The two churches that have workers in the field are the Roman Catholic and the Church of England, both of them doing considerable useful work. The Church of Rome has a much stronger hold upon the people, partly, no doubt, because of its earlier introduction into the country, and because also of its greater resources it is doing more work. After many years of observation of the labors of missionaries I am inclined to the view that with the other churches the excellence of the results depends primarily upon the individual at any particular place, but that the Church of Rome has a system which produces results to some degree independent of the personality of the man. One weakness of other missionaries in general is that they come from cities and other places with crystallized notions of exactly what must be done and exactly how every one must live and act under no matter what conditions. The fundamental precepts of Christianity apparently seem to many of them to be linked with certain purely local customs of the city from which they happen to come, and they emphasize both equally. The three commandments, “Love thy neighbor as thyself,” “Thou shalt keep the Sabbath holy,” and “Thou shalt eat thy potatoes with thy fork,” impress themselves with equal vividness upon the aborigines and are likely to be considered by them to be means of grace of coordinate value. But the missionaries of the Church of Rome seem less concerned about these inessentials. They are no less concerned than the missionaries of other churches about getting the Indian to change his religious views, but they seem less inclined to waste their strength in trying to persuade him to change the color of his coat. The net result of this difference is shown to be entirely in favor of the Roman Church. These natives have, through the evolution of centuries, been ground into such perfect adjustment to their environment that the more you disturb this adjustment the more disastrous the result will be to the physical welfare of the native.
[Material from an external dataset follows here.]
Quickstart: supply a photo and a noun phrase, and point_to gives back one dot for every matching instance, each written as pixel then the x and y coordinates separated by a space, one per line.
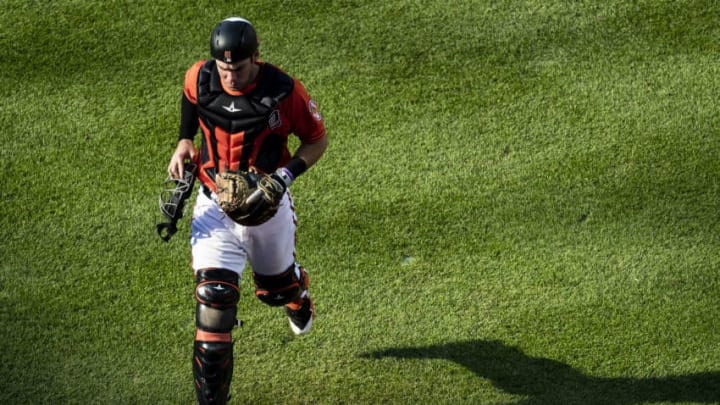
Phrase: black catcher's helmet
pixel 233 39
Both the English Church and the Roman have schools in the Mackenzie district the English at Hay River and the Roman at Fort Providence. At both places are men and women doing conscientious and self-sacrificing work, and at both places numbers of Indians are learning to read and write, but nevertheless it seems to most observers that the labor and expenditure of money are scarcely justified by the results. You have everywhere the Indians of the old type, who are ignorant of book learning but who still retain some of the integrity and self-respect of their ancestors. These men on the whole seem to be more self-confident and self-reliant than the educated ones, and are more likely to be making not only a living but also an honest living. Somehow it seems that one of the first things an Indian learns in school is contempt for the ways of his ancestors; but after all, the ways of his ancestors are the only ways that can prevail in that country. Hunting and fishing are the necessary occupations of every man, and the sewing of clothes and the preparation of food are equally the inevitable work of the women. When a man who has no occupation other than that of hunter open to him gets to feel that he is above that occupation, the community has lost much and no one has gained anything.